In this query we are importing data with the `url` table function. Data is posted on an HTTP server in a `.native.xz` file. The most annoying part of this query is that we have to specify the data structure and the format of this file.
Firstly, we detect the data format automatically from the file extension. Here it is `.native.xz`, so we know that the data is compressed by `xz` (LZMA2) compression and is represented in `Native` format. The `Native` format already contains all information about the types and names of the columns, and we just read and use it.

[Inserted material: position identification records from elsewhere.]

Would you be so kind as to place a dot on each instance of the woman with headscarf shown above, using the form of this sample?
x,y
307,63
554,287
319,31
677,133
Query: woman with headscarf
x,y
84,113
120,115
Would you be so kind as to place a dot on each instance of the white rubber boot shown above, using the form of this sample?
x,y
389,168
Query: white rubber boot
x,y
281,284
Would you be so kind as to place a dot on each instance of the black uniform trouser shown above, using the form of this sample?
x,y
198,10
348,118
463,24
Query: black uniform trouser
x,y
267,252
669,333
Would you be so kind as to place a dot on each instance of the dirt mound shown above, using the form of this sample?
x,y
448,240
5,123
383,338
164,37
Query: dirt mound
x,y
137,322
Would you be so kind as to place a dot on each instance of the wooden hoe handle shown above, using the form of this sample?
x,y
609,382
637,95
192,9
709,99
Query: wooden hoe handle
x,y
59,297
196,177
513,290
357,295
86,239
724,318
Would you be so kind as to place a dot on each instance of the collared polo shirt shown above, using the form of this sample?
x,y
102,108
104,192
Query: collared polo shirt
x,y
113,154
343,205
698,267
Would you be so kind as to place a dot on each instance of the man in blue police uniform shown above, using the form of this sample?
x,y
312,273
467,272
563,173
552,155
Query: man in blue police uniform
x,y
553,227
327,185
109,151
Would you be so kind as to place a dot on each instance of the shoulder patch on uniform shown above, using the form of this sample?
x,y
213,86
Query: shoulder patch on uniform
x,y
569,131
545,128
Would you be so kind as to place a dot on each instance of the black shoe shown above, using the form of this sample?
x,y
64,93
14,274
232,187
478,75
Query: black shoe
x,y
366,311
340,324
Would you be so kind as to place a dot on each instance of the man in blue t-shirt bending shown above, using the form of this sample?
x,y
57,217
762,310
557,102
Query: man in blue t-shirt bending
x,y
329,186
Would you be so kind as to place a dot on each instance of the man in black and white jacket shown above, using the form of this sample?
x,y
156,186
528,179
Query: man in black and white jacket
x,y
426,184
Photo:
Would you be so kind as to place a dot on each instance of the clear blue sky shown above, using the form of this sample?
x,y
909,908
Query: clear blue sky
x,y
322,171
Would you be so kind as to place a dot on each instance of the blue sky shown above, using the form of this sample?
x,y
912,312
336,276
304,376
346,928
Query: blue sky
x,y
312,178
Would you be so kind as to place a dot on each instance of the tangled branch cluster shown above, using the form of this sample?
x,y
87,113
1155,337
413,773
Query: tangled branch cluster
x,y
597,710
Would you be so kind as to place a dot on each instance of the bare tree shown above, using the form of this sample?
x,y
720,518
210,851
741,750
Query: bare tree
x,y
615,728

It works for every format that contains information about the data types: `Native`, `Avro`, `Parquet`, `ORC`, `Arrow` as well as `CSVWithNamesAndTypes`, `TSVWithNamesAndTypes`.
And it works for every table function that reads files: `s3`, `file`, `hdfs`, `url`, `s3Cluster`, `hdfsCluster`.
A lot of magic happens under the hood. It does not require reading the whole file in memory. For example, Parquet format has metadata at the end of file. So, we read the header first to find where the metadata is located, then do a range request to read the metadata about columns and their types, then continue to read the requested columns. And if the file is small, it will be read with a single request.
Data structure can be also automatically inferred from `JSONEachRow`, `CSV`, `TSV`, `CSVWithNames`, `TSVWithNames`, `MsgPack`, `Values` and `Regexp` formats.
For `CSV`, either Float64 or String is inferred. For `JSONEachRow` the inference of array types is supported, including multidimensional arrays. Arrays of non-uniform types are mapped to Tuples. And objects are mapped to the `Map` data type.
If a format does not have column names (like `CSV` without a header), the names `c1`, `c2`, ... are used.
File format is detected from the file extension: `csv`, `tsv`, `native`, `parquet`, `pb`, `ndjson`, `orc`... For example, `.ndjson` file is recognized as `JSONEachRow` format and `.csv` is recognized as header-less `CSV` format in ClickHouse, and if you want `CSVWithNames` you can specify the format explicitly.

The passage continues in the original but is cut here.